AG not looking into Harpaz suspicions unconnected to forgery
There is a publication ban on details of the investigation into the 'Harpaz document', which is being conducted jointly by the Serious and International Crimes Unit and the Shin Bet security service.
There will be no criminal investigation of any of the suspicions arising from the "Harpaz document" affair not connected to the alleged forging of the document, Attorney General Yehuda Weinstein decided yesterday.
Weinstein faced a situation in which there was insufficient evidence to launch a criminal probe into these suspicions, and although several issues arose that deserve further clarification, they will not be dealt with from a criminal perspective.
There is a publication ban on details of the investigation, which is being conducted jointly by the Serious and International Crimes Unit and the Shin Bet security service.
Lt. Col. (res. ) Boaz Harpaz, a former intelligence officer in the Israel Defense Forces, is suspected of forging a document containing imaginary plans to damage the reputations of senior IDF officers in order to promote the candidacy of former OC Southern Command Maj. Gen. Yoav Gallant to become chief of staff. The forged document was printed on paper bearing the logo of Arad Communications, a well-known public relations firm.
With regard to the alleged forgery, the State Prosecutor's Office has already said it plans to indict Harpaz, pending a hearing. The police investigation determined that Harpaz had committed the alleged forgery alone.
Within the next few days, investigators will receive more material from the office of State Comptroller Micha Lindenstrauss, who since October has been investigating various aspects of the Harpaz case.

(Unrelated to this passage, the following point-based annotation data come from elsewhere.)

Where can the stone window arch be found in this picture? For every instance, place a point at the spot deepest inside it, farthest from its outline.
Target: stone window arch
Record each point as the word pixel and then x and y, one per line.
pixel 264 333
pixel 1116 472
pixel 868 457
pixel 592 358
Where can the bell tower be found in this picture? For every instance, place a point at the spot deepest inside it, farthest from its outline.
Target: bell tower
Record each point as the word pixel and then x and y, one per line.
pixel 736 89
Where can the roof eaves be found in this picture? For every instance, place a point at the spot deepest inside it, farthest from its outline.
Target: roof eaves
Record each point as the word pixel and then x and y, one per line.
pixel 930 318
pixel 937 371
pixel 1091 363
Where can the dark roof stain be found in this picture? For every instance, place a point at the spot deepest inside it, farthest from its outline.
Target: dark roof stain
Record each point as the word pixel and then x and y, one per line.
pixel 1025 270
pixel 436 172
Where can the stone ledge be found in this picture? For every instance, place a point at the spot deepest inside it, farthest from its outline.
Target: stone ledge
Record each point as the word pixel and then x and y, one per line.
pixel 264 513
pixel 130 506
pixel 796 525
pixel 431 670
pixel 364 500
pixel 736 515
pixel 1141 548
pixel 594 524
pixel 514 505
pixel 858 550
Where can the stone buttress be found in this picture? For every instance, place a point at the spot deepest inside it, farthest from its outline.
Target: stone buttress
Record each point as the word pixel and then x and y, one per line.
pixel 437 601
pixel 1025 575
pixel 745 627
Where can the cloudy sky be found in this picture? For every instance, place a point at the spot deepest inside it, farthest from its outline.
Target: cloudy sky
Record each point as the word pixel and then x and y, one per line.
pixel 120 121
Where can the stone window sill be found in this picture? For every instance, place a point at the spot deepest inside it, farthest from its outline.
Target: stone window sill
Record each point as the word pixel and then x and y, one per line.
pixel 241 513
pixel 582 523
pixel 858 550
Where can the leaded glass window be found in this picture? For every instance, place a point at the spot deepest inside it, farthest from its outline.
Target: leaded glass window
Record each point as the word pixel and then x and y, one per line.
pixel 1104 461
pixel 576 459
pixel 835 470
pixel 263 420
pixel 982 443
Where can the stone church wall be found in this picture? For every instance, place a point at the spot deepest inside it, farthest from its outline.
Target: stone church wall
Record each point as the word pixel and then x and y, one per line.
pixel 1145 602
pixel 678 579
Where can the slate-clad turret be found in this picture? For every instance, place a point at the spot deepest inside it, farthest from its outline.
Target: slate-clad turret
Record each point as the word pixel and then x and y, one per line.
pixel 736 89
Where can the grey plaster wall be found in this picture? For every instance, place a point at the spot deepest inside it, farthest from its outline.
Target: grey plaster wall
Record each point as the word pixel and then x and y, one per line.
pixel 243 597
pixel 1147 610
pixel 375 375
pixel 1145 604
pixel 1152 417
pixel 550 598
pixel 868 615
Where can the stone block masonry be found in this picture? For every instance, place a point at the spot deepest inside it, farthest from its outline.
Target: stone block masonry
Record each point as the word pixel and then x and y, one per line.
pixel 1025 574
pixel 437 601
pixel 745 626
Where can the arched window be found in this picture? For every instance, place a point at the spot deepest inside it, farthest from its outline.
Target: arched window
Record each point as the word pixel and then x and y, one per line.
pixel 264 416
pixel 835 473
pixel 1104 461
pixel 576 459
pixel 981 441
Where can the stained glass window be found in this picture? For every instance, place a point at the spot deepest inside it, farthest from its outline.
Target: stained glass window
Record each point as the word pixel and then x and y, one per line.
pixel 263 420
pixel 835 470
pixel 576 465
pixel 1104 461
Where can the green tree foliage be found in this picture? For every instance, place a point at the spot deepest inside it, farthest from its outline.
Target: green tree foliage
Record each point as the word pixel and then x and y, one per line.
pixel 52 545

Lindenstrauss's probe is dealing with what his office called "the entirety of Harpaz's activities" in the defense establishment, including procurement and his relationships with various defense officials.
Lindenstrauss also investigated all the defense establishment's activities related to the Harpaz document, including the process of choosing the new chief of staff.
While Galant was eventually nominated to replace Gabi Ashkenazi as chief of General Staff, his nomination was withdrawn over suspicions he had illegally annexed land on Moshav Amikam to his property. This led to Benny Gantz's being appointed in his stead.